Condit, Thomas Knowles MAGA © 2000-2014
In keeping with our policy of providing free information on the Internet, data and images may be used by non-commercial entities, as long as this message remains on all copied material. These electronic pages cannot be reproduced in any format for profit or for other presentation without express permission by the contributor(s).



HISTORY OF CASS COUNTY ILLINOIS - 1915

Chicago: The S. J. Clarke Publishing Co.

Page 867

CONDIT, THOMAS KNOWLES, cashier of the First National Bank of Beardstown, Ill., is widely known over the state, not only for his financial knowledge and conservatism, but because of the efficiency with which he has fulfilled the duties of responsible public positions to which he has been appointed at different times. He was born at Winchester, Scott County, Ill., February 11, 1856, a son of William and Margaret (Knowles) Condit. William Condit was born at Orange, N.J., and married Margaret Knowles, who was born at Seaford, Del. She died March 30, 1872, having come to Scott County with her mother and sisters after her father, Dr. Knowles, died in Delaware. The children of William Condit and wife were: Henry F., of Kansas City, Mo.; Thomas K.; Charles H., a banker of Winchester, Ill.; William F., in the clothing business at Astoria, Ill.; Joseph V., who died in 1907; Carrie, who is Mrs. H. C. Worcester, of Roodhouse, Ill.; and Margaret, who is Mrs. W. C. Kechler, of Winchester.
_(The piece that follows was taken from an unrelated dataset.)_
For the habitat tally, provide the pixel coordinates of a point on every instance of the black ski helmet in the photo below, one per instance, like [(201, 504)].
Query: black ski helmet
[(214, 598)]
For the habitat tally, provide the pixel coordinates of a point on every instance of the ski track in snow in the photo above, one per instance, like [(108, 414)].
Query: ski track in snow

The Condit family is an old one in the United States, the first of the name being found at Newark, N. J., in 1678, and Moses Condit, five generations removed from Thomas Knowles condit, was an officer in the Revolutionary war. Grandfather William Condit was born at Orange, N. J., in 1800, where he became a hat manufacturer. In 1844 his plant was burned, throwing his employees out of work. In 1845 his son William and a relative, Henry Stryker, came to Jacksonville, I., and shortly afterward to Winchester, where he was engaged in hat manufacturing from 1848 until 1872, when he added gents' furnishing goods and continued in the business until 1893, when he retired and died in 1896. He was appointed postmaster of Winchester early in 1862 and served twelve years; was collector of internal revenue from 1860 until 1872, when the office was consolidated with the Quincy district, and in 1894 was elected treasurer of Scott county.

Thomas Knowles Condit attended school until fourteen years of age, when he began clerking in a dry goods store at Winchester and received $50 for his first six months' work. He continued clerical work until 1873, when he went to Chicago and took a course of three months in bookkeeping at the Bryant and Stratton Business college and was credited with completing the course in a shorter time than had any other pupil of that old institution. Mr. Condit then accepted a position in the distributing room of the Chicago Times, taking charge of the mailing list of the country subscribers. Some weeks later he was employed as a bookkeeper by the First National Bank of Winchester, working as such from April 1, 1874, until November 4, 1874, when he came to Beardstown. here he was made cashier of the private bank of Skillings, Carter & Arenz, which position he held until April, 1877, when the bank was reorganized as the Peoples State Bank, Mr. Condit being one of the organizers, and became cashier and continued as such until February 17, 1887, when this bank was merged into the First National Bank with a capital of $50,000. The officers were: J. H. Harris, president; J. H. Hagener, vice president; Thomas K. Condit, cashier. In 1893 the capital stock was increased to $80,000; in 1903 to $100,000 and it is working with this capital, with a surplus of $125,000. and undivided profits of $10,000. There have been some changes in the offices of president and vice president, in 1890 Mr. Shultz becoming vice president and president in 1900, with A. E. Schmoedt vice president. Mr. Condit has continued cashier, while his eldest son, Floyd M. Condit, who has been associated with the bank since 1899, is assistant cashier. The latter married Edith Smith, in 1902, and they have three children: Harriet, Mary Louise and Edith Elizabeth.